Oskar Lafontaine: Rechnungshof bestätigt: CDU und SPD von grundlegender Sanierung des Landeshaushaltes weit entfernt

"CDU und SPD im Saarland haben als Begründung für ihr Zusammengehen angeführt, nur in dieser Konstellation könnte der Haushalt des Landes grundlegend saniert und damit letztlich die Eigenständigkeit des Landes bewahrt werden. Der Rechnungshof hat nun erneut deutlich gemacht, dass die Landesregierung von der Erfüllung dieses Versprechens weit entfernt ist." Mit diesen Worten reagiert Oskar Lafontaine auf den Jahresbericht des Landesrechnungshofes. "Die vermeintlichen Erfolge dieser Regierung sind zu einem Großteil steigenden Steuereinnahmen und niedrigen Zinsen zu verdanken.
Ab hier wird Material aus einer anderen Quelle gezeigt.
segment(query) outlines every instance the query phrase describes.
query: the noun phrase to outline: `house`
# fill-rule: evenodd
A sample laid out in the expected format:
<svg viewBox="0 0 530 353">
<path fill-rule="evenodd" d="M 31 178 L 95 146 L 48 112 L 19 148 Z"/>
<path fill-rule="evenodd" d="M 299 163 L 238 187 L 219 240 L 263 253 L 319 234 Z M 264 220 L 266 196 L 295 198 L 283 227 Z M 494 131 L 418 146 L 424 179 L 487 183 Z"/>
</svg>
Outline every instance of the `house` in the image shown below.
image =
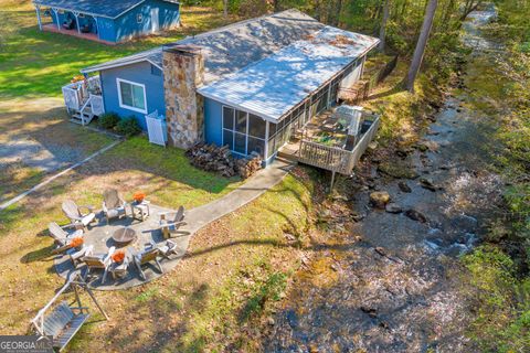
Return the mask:
<svg viewBox="0 0 530 353">
<path fill-rule="evenodd" d="M 157 33 L 180 23 L 180 3 L 169 0 L 33 0 L 33 4 L 41 31 L 106 44 Z"/>
<path fill-rule="evenodd" d="M 146 115 L 165 115 L 170 146 L 227 145 L 269 162 L 294 130 L 359 81 L 378 42 L 287 10 L 82 73 L 98 73 L 105 111 L 132 115 L 145 130 Z"/>
</svg>

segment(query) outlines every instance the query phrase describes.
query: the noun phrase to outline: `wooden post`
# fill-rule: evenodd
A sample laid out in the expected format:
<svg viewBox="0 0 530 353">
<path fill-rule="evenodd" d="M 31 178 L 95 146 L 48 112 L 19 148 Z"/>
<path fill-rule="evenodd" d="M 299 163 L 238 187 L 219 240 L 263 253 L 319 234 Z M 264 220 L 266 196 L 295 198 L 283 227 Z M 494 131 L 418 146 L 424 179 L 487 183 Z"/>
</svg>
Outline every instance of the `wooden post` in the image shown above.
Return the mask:
<svg viewBox="0 0 530 353">
<path fill-rule="evenodd" d="M 41 6 L 40 4 L 35 4 L 35 11 L 36 11 L 36 23 L 39 23 L 39 30 L 42 31 Z"/>
<path fill-rule="evenodd" d="M 61 21 L 59 20 L 59 9 L 52 8 L 53 13 L 55 13 L 55 20 L 57 20 L 57 30 L 61 32 Z"/>
<path fill-rule="evenodd" d="M 92 17 L 94 19 L 94 22 L 96 22 L 96 34 L 97 34 L 97 39 L 100 40 L 99 38 L 99 23 L 97 22 L 97 17 Z"/>
<path fill-rule="evenodd" d="M 80 29 L 80 18 L 78 18 L 78 17 L 80 17 L 80 12 L 77 12 L 77 11 L 74 11 L 74 12 L 72 12 L 72 13 L 73 13 L 73 14 L 74 14 L 74 17 L 75 17 L 75 25 L 77 26 L 77 33 L 80 33 L 80 34 L 81 34 L 81 29 Z"/>
<path fill-rule="evenodd" d="M 335 170 L 331 171 L 331 184 L 329 185 L 329 192 L 333 190 L 333 182 L 335 182 Z"/>
<path fill-rule="evenodd" d="M 85 284 L 85 289 L 86 289 L 86 292 L 91 296 L 92 300 L 94 301 L 94 303 L 96 304 L 97 309 L 99 309 L 99 312 L 103 313 L 105 315 L 105 319 L 109 320 L 107 313 L 105 312 L 105 310 L 103 310 L 103 308 L 99 306 L 99 303 L 97 302 L 96 300 L 96 297 L 94 297 L 94 293 L 92 292 L 91 288 L 88 287 L 87 284 Z"/>
</svg>

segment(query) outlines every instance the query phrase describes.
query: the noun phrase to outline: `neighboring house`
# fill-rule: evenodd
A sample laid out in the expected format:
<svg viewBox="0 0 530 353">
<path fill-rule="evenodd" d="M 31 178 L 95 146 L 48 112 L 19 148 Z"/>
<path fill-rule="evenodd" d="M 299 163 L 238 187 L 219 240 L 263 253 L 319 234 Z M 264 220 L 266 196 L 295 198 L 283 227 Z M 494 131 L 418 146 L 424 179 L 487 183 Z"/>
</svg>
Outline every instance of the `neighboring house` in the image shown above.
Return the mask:
<svg viewBox="0 0 530 353">
<path fill-rule="evenodd" d="M 99 73 L 104 108 L 165 115 L 168 143 L 230 146 L 271 161 L 295 129 L 359 81 L 371 36 L 287 10 L 82 69 Z"/>
<path fill-rule="evenodd" d="M 41 31 L 107 44 L 157 33 L 180 23 L 180 3 L 177 1 L 33 0 L 33 4 Z"/>
</svg>

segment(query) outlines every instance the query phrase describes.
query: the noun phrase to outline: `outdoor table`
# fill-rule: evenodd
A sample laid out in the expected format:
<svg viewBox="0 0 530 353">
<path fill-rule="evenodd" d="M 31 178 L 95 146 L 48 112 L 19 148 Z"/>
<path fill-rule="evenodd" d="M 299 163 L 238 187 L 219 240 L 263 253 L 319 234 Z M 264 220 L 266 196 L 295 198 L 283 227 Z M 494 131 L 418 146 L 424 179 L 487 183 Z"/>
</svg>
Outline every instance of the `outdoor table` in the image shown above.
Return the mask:
<svg viewBox="0 0 530 353">
<path fill-rule="evenodd" d="M 120 246 L 131 243 L 136 238 L 136 231 L 129 227 L 119 227 L 113 233 L 113 240 Z"/>
<path fill-rule="evenodd" d="M 127 276 L 127 267 L 129 267 L 129 261 L 125 258 L 121 263 L 114 263 L 108 268 L 108 271 L 113 275 L 113 279 L 120 279 Z"/>
</svg>

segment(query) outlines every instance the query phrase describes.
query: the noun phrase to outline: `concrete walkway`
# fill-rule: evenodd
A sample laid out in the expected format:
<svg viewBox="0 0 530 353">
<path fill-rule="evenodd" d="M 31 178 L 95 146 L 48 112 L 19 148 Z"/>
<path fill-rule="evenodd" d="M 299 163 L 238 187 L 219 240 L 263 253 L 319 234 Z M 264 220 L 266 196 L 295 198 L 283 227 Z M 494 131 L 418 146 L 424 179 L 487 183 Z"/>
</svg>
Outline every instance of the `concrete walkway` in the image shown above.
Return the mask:
<svg viewBox="0 0 530 353">
<path fill-rule="evenodd" d="M 160 261 L 163 272 L 167 274 L 171 271 L 180 261 L 180 259 L 184 257 L 193 234 L 211 222 L 216 221 L 257 199 L 267 190 L 279 183 L 289 172 L 289 170 L 293 169 L 293 167 L 294 165 L 288 162 L 276 160 L 272 165 L 258 171 L 243 185 L 224 195 L 223 197 L 200 207 L 187 211 L 184 221 L 188 223 L 188 226 L 182 227 L 182 229 L 189 231 L 190 235 L 171 239 L 177 244 L 177 254 L 171 255 L 170 258 L 162 259 Z M 166 240 L 163 240 L 163 237 L 158 229 L 159 217 L 157 213 L 158 211 L 167 212 L 169 210 L 161 210 L 156 205 L 152 205 L 152 208 L 155 212 L 152 212 L 151 216 L 141 223 L 136 221 L 130 222 L 131 220 L 125 220 L 118 223 L 115 221 L 112 225 L 107 226 L 106 221 L 99 220 L 98 225 L 94 226 L 86 233 L 85 238 L 87 238 L 87 244 L 89 243 L 94 245 L 98 253 L 104 254 L 107 252 L 107 248 L 109 247 L 108 245 L 112 245 L 110 236 L 114 228 L 126 225 L 132 227 L 138 234 L 141 234 L 141 244 L 135 244 L 136 250 L 132 249 L 130 253 L 137 253 L 140 246 L 151 240 L 155 242 L 157 246 L 161 246 Z M 127 224 L 121 224 L 124 222 Z M 127 253 L 129 253 L 129 250 L 127 250 Z M 67 255 L 57 256 L 54 259 L 54 264 L 57 274 L 64 278 L 68 278 L 74 271 L 76 271 Z M 82 268 L 82 270 L 84 269 Z M 129 265 L 128 270 L 129 274 L 124 279 L 115 281 L 112 279 L 112 276 L 108 276 L 107 281 L 102 284 L 102 276 L 99 276 L 99 278 L 95 278 L 92 282 L 89 282 L 89 286 L 98 290 L 120 290 L 141 286 L 163 275 L 153 267 L 146 266 L 144 269 L 146 274 L 146 280 L 141 280 L 132 264 Z"/>
</svg>

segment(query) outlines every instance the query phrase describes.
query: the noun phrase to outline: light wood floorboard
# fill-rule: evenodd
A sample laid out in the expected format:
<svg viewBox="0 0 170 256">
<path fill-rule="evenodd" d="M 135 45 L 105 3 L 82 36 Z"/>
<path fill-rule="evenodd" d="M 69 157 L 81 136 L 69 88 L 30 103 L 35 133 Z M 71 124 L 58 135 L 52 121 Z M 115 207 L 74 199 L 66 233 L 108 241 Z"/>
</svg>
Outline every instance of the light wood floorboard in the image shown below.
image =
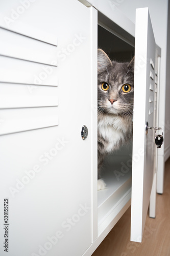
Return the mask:
<svg viewBox="0 0 170 256">
<path fill-rule="evenodd" d="M 164 191 L 157 195 L 156 217 L 147 217 L 141 243 L 130 241 L 129 207 L 92 256 L 170 256 L 170 158 L 165 163 Z"/>
</svg>

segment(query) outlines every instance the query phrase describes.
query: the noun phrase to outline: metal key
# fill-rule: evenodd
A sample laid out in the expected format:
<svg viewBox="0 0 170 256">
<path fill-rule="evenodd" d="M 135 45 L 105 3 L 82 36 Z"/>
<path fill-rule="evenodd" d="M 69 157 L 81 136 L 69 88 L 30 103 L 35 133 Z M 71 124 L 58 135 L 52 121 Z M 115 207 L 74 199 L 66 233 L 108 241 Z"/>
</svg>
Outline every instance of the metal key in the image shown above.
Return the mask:
<svg viewBox="0 0 170 256">
<path fill-rule="evenodd" d="M 162 135 L 158 134 L 155 138 L 155 142 L 157 146 L 157 148 L 160 148 L 163 142 L 163 137 Z"/>
</svg>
Das hat der Rechnungshof wieder klar gemacht:

'Ein Haushalt ohne strukturelle Neuverschuldung wird ab 2020 nur unter den folgenden Voraussetzungen möglich sein:

  • die Sanierungsanstrengungen werden erfolgreich fortgesetzt
  • die steuerabhängigen Einnahmen steigen weiter an
  • aus dem reformierten Bund-Länder-Finanzausgleich und ergänzenden Bundeshilfen fließen dem Saarland mehr Finanzmittel zu als die bisher erhaltenen Umsatzsteueranteile, Transferzahlungen und Konsolidierungshilfen
  • die dem Saarland vom Bund nicht erstatteten flüchtlingsbedingten Lasten, also die Migrationsausgaben für Flüchtlinge und Asylbegehrende, können finanziell bewältigt werden
  • das Schuldzinsenniveau bleibt weiterhin niedrig'

Eine Einigung bei den Finanzhilfen ist nicht in Sicht und die Ministerpräsidentin lobt auch noch die mangelhafte Lösung für die Flüchtlingskosten. Genau diese Mehrausgaben hält der Rechnungshof für riskant. Er widerlegt mit dem Bericht die Schönfärberei der Landesregierung."